Time to Talk to Syria?

The New York Times reports today that the Bush Administration is deeply divided over the recent Israeli air strikes again

As the Iraq debate intensifies and the situation on the ground worsens, we hear more and more calls for tough action against Syria from prominent neoconservatives. The current regime in Damascus, these commentators argue, is hopeless-and it will never become a partner for peace in the Middle East. They charge that Syrian President Bashir al-Asad's regime is a pernicious influence in Lebanon and the Palestinian Territories, a sponsor of Islamic terror and actively seeks weapons of mass destruction.

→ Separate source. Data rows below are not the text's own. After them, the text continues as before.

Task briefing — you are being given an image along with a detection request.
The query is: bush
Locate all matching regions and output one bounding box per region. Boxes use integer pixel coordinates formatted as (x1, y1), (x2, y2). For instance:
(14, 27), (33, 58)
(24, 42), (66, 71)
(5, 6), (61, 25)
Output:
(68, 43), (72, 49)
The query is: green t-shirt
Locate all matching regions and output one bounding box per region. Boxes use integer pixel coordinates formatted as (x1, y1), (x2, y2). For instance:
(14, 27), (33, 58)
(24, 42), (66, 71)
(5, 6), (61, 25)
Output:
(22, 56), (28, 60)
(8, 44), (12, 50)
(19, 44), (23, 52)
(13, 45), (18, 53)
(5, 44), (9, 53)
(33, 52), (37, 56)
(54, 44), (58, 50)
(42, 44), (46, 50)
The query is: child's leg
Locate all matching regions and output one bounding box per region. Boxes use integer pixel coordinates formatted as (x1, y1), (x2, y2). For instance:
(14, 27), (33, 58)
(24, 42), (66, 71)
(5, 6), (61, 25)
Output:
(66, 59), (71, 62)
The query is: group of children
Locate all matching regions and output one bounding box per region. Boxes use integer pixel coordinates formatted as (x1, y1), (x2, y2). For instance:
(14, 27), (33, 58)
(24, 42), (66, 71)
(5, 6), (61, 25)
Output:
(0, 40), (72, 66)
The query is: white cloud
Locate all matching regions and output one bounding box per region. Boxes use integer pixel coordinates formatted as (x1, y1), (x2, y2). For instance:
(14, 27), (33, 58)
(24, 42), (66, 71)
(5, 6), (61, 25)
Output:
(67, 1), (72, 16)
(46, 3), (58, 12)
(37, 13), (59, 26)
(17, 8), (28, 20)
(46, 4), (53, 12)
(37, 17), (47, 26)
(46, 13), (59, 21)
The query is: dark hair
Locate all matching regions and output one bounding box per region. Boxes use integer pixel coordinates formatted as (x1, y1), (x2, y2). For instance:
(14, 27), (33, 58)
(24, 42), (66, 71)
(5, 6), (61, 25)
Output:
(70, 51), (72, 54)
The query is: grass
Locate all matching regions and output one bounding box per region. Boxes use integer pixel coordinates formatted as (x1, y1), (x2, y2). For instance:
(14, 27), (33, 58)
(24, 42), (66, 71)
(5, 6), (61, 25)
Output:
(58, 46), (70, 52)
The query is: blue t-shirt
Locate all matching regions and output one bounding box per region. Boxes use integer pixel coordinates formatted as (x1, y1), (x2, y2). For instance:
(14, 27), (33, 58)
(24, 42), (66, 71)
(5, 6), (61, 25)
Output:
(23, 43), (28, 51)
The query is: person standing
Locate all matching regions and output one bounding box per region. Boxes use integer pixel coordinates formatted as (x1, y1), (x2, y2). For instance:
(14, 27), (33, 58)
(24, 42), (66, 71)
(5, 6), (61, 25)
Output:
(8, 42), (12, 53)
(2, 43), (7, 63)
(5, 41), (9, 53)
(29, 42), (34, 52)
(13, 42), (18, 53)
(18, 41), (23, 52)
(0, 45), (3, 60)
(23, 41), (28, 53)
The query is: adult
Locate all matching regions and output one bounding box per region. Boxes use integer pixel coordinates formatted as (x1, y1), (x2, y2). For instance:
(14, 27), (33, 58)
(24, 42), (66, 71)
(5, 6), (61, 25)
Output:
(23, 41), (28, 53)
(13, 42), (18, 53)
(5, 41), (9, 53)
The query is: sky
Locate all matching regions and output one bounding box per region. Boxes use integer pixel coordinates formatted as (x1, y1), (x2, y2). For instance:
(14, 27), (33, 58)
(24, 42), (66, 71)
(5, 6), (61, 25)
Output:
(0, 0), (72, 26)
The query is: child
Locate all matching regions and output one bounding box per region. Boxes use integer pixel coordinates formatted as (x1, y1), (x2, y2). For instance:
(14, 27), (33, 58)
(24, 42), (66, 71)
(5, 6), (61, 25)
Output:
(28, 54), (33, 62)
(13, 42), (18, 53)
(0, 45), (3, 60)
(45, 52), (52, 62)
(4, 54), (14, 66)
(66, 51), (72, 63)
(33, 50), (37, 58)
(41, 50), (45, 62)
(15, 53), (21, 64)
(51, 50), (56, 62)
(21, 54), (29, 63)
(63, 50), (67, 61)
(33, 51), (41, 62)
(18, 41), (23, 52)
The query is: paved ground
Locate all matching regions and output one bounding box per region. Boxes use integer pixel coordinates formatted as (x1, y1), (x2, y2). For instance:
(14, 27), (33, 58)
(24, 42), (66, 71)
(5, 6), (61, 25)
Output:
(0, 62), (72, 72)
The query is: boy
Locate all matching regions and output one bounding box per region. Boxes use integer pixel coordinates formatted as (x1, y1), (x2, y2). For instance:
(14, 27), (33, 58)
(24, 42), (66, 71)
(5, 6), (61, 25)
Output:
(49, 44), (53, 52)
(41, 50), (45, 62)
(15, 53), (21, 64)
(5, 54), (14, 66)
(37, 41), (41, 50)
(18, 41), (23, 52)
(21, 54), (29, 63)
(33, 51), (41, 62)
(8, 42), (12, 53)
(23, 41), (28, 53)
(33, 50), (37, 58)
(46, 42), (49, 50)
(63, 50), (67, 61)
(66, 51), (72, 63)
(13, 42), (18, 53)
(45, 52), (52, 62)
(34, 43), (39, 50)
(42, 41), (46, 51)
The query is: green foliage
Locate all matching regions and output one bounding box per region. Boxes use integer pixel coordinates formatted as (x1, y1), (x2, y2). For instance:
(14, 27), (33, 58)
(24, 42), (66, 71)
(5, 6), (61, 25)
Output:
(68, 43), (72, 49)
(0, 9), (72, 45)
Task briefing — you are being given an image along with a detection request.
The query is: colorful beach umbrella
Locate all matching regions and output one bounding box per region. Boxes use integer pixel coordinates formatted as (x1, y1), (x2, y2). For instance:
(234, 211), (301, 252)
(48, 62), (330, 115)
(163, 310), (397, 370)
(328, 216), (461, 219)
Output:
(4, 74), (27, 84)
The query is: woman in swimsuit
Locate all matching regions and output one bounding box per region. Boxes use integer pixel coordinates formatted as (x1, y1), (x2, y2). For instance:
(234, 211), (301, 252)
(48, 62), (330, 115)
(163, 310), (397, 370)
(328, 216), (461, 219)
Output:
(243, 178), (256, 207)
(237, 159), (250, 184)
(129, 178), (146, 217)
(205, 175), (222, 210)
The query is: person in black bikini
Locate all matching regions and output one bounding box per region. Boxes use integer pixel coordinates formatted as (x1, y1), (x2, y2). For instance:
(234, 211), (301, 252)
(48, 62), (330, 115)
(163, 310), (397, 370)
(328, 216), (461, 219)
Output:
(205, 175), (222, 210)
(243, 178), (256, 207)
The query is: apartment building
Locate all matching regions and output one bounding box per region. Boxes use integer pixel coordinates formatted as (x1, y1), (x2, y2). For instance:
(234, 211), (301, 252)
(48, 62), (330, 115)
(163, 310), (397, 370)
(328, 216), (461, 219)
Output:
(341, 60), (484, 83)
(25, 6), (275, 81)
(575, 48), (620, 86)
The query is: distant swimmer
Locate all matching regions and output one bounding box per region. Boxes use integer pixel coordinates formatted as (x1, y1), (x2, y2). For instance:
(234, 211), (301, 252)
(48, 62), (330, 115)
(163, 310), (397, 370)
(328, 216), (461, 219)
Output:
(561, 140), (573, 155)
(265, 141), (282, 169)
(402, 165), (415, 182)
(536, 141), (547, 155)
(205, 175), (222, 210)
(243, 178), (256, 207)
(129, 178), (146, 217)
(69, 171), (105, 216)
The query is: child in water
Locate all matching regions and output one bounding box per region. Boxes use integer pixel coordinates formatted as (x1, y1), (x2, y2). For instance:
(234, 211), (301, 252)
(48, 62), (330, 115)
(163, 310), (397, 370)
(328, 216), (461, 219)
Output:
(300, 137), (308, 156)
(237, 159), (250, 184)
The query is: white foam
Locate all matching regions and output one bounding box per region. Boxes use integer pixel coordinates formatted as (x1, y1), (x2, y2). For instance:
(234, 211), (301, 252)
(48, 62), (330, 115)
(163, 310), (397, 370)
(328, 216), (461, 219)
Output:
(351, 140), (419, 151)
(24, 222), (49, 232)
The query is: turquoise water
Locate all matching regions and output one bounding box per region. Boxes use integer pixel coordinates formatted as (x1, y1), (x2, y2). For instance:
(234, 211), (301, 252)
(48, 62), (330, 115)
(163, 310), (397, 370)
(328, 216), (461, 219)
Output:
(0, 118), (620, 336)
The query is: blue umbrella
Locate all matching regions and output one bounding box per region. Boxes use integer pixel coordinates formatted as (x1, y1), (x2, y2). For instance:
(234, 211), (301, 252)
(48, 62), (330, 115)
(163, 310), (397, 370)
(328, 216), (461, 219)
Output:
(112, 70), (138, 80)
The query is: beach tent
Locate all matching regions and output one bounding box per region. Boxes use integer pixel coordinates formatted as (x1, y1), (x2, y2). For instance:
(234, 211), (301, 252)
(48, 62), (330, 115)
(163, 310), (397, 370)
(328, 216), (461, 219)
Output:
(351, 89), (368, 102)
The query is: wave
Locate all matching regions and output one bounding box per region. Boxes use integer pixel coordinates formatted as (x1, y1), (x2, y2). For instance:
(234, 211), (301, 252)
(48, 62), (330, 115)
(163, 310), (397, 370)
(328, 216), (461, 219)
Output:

Yet making the assumption that Syria will never work with the United States or its allies in the region to help bring stability to the region would be both foolish and irresponsible. On the contrary, pragmatic leaders in Damascus are seeking to break loose from isolation and make a deal with the United States and Israel. Syria has worked with Washington in the past. Damascus supported the U.S. coalition in the first Gulf War; after September 11 it arrested suspected Al-Qaeda members and shared related intelligence with the U.S. (Nevertheless, then-Undersecretary of State John Bolton added Syria to the infamous "axis of evil" in 2002.) There is no reason that it cannot do the same in the future.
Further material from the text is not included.